Probabilistic speech synthesis using Neural HMMs
||Probabilistic speech synthesis using Neural HMMs|
||Shivam Mehta <firstname.lastname@example.org>|
||Kungliga Tekniska högskolan|
||2022-09-14 – 2023-04-01|
Speech synthesis is a one-to-many problem requiring sampling probabilistically to synthesise natural human speech. We have developed a Neural-HMM framework which fuses robust and powerful neural networks with probabilistic methods like Hidden Markov Models (HMMs). Neural sequence-to-sequence TTS has achieved significantly better output quality than statistical speech synthesis using HMMs. However, neural TTS is generally not probabilistic and uses non-monotonic attention. Attention failures increase training time and can make synthesis babble incoherently.

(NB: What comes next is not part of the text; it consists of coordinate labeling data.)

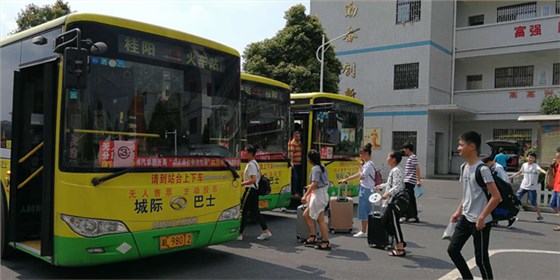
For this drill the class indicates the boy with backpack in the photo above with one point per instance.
(473, 216)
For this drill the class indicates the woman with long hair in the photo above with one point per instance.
(367, 183)
(317, 198)
(394, 185)
(251, 177)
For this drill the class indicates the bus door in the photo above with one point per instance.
(32, 158)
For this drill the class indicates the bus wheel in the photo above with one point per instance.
(7, 251)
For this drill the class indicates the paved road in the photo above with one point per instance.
(529, 251)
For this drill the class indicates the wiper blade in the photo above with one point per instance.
(97, 181)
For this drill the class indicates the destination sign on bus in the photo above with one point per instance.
(169, 53)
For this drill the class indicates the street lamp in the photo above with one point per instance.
(322, 48)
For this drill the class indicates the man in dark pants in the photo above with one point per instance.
(411, 179)
(473, 216)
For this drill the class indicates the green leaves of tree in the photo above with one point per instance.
(289, 56)
(34, 15)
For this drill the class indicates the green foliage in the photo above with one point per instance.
(34, 15)
(550, 105)
(289, 56)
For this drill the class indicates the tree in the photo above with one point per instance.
(34, 15)
(550, 105)
(289, 56)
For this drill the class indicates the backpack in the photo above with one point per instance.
(263, 186)
(509, 206)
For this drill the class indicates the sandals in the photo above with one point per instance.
(311, 241)
(398, 253)
(324, 245)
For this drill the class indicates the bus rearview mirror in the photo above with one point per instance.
(75, 68)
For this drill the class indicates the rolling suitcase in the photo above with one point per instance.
(377, 234)
(341, 213)
(301, 227)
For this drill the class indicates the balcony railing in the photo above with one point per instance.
(508, 37)
(505, 100)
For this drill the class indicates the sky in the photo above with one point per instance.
(235, 23)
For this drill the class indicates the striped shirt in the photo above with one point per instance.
(410, 175)
(294, 150)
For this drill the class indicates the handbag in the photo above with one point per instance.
(449, 230)
(419, 190)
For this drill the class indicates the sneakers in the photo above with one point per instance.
(264, 235)
(511, 222)
(360, 234)
(540, 218)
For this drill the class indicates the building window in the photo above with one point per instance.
(517, 12)
(476, 20)
(519, 76)
(406, 76)
(474, 82)
(408, 11)
(521, 135)
(556, 74)
(401, 137)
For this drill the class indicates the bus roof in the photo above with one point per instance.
(263, 80)
(326, 95)
(115, 21)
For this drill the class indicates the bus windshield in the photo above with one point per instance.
(338, 129)
(265, 116)
(151, 102)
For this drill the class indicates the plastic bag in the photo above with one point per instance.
(448, 232)
(419, 191)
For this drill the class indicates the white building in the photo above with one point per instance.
(430, 70)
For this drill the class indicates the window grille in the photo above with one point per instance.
(401, 137)
(556, 74)
(408, 11)
(406, 76)
(517, 12)
(474, 82)
(521, 134)
(519, 76)
(476, 20)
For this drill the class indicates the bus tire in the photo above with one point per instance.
(6, 250)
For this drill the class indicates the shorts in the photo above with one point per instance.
(555, 200)
(364, 206)
(532, 195)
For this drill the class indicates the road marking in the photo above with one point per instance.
(454, 274)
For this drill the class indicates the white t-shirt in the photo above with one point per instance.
(368, 172)
(474, 197)
(530, 176)
(251, 169)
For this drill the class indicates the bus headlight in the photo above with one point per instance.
(230, 214)
(93, 227)
(286, 189)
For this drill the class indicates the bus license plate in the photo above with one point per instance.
(175, 241)
(263, 204)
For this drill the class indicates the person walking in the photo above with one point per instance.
(294, 151)
(394, 185)
(316, 198)
(411, 179)
(367, 183)
(530, 182)
(251, 176)
(555, 201)
(473, 216)
(501, 158)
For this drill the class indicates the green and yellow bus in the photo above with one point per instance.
(333, 125)
(265, 114)
(119, 140)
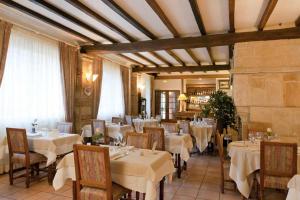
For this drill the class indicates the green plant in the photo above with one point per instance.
(223, 109)
(97, 138)
(206, 110)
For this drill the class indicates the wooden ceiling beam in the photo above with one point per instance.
(231, 6)
(117, 9)
(160, 13)
(266, 15)
(195, 42)
(200, 24)
(181, 69)
(44, 19)
(202, 76)
(72, 19)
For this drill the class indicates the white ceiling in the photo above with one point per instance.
(214, 13)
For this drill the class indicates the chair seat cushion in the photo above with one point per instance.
(276, 182)
(34, 158)
(89, 193)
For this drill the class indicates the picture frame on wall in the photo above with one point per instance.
(224, 84)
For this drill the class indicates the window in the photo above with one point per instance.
(31, 87)
(166, 104)
(112, 96)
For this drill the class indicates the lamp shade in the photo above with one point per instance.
(182, 97)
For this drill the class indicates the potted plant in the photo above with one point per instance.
(222, 107)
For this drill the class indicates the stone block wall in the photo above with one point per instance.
(266, 84)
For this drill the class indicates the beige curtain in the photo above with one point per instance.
(125, 79)
(5, 29)
(69, 58)
(97, 69)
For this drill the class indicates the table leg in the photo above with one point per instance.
(178, 166)
(74, 190)
(161, 189)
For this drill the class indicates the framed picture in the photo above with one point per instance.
(224, 84)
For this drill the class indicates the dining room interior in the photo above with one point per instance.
(150, 99)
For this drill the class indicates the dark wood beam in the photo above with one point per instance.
(267, 13)
(199, 21)
(181, 69)
(160, 13)
(202, 76)
(196, 42)
(120, 11)
(297, 22)
(231, 5)
(72, 19)
(44, 19)
(80, 6)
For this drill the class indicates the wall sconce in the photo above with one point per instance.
(88, 89)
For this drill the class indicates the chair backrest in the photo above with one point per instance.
(156, 135)
(117, 120)
(185, 126)
(258, 126)
(65, 127)
(128, 119)
(17, 141)
(277, 159)
(99, 126)
(92, 167)
(170, 127)
(138, 140)
(219, 138)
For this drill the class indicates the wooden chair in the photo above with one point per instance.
(128, 119)
(185, 126)
(19, 154)
(99, 125)
(224, 164)
(170, 127)
(278, 164)
(117, 120)
(138, 140)
(93, 176)
(156, 135)
(65, 127)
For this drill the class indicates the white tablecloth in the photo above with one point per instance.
(245, 159)
(140, 123)
(294, 188)
(113, 130)
(179, 144)
(137, 172)
(52, 146)
(202, 133)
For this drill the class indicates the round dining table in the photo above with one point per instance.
(245, 160)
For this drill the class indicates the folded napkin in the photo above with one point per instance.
(34, 134)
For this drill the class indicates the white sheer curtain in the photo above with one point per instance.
(31, 87)
(112, 97)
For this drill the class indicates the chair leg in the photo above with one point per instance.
(27, 177)
(11, 173)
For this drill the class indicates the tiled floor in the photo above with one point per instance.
(199, 182)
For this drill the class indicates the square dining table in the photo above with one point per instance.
(140, 170)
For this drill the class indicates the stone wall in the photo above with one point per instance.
(266, 84)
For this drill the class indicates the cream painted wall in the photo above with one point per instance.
(266, 84)
(170, 84)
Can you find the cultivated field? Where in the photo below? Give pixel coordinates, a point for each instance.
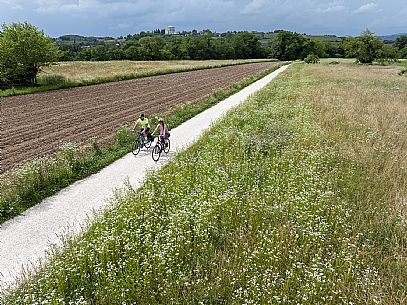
(296, 197)
(37, 124)
(89, 70)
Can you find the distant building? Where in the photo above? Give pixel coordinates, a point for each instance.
(170, 30)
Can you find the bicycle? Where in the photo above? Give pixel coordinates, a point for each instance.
(140, 143)
(160, 146)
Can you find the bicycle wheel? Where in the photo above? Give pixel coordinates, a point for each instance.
(167, 146)
(156, 152)
(135, 147)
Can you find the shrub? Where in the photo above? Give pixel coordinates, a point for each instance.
(53, 79)
(311, 59)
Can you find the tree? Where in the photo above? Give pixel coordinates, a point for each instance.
(24, 50)
(366, 48)
(246, 45)
(401, 45)
(290, 46)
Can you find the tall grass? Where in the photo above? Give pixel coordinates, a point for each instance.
(35, 180)
(267, 208)
(79, 74)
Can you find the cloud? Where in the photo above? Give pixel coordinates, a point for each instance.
(12, 5)
(331, 8)
(368, 8)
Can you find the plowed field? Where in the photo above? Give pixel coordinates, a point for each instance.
(37, 124)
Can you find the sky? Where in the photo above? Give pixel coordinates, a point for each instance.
(121, 17)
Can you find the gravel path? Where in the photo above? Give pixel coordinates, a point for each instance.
(24, 239)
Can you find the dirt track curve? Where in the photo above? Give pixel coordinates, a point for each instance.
(36, 124)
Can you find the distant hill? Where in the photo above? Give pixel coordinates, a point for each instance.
(391, 38)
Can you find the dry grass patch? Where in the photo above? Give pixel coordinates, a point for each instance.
(363, 109)
(88, 70)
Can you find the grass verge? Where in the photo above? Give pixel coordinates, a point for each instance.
(33, 181)
(55, 82)
(269, 207)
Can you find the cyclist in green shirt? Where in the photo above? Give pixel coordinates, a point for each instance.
(142, 121)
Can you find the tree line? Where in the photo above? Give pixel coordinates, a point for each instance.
(24, 49)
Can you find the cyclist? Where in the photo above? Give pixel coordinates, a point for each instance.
(144, 126)
(164, 134)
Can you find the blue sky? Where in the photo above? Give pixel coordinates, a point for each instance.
(122, 17)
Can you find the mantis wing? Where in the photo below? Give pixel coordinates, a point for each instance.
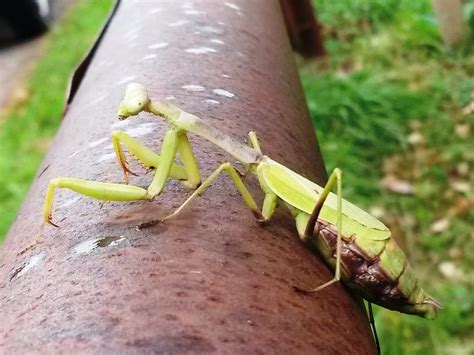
(302, 194)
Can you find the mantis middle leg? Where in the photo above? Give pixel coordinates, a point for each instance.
(306, 223)
(239, 184)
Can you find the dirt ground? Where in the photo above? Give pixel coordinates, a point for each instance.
(16, 61)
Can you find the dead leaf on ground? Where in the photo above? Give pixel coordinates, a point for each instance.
(393, 184)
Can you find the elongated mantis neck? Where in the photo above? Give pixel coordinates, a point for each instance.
(190, 123)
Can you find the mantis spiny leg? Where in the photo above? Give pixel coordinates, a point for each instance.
(239, 184)
(144, 155)
(307, 230)
(253, 141)
(173, 141)
(99, 190)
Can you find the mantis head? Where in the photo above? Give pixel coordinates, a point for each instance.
(135, 101)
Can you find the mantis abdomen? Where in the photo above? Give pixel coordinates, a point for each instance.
(375, 277)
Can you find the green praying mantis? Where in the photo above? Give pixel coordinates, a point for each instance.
(355, 244)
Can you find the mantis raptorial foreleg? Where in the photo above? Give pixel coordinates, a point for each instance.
(239, 184)
(173, 142)
(305, 223)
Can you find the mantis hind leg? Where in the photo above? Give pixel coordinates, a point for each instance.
(306, 223)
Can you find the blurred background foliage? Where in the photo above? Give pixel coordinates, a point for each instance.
(393, 108)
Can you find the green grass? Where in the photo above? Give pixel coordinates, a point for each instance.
(26, 131)
(388, 102)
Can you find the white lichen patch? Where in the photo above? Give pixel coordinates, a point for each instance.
(106, 157)
(212, 102)
(215, 40)
(222, 92)
(232, 6)
(194, 12)
(178, 23)
(126, 79)
(34, 261)
(120, 124)
(150, 56)
(70, 201)
(158, 45)
(193, 87)
(200, 50)
(98, 99)
(211, 30)
(155, 10)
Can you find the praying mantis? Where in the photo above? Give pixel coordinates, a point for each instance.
(355, 244)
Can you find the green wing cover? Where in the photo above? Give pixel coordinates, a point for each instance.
(303, 194)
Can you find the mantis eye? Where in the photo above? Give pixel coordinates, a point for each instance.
(135, 100)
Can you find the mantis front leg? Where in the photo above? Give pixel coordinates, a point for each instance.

This project fuses the old and new paradigms to obtain the advantages of both worlds, by replacing attention in neural TTS with an autoregressive left-right no-skip hidden Markov model defined by a neural network. Based on this proposal, we have modified Tacotron 2 to obtain an HMM-based neural TTS model with monotonic alignment, trained to maximise the full sequence likelihood without approximation. But the forward algorithm sums over all the hidden states per timestep to compute the probability at each timestep this increases the computation tape of frameworks like PyTorch thus we require powerful computation resources to train these networks.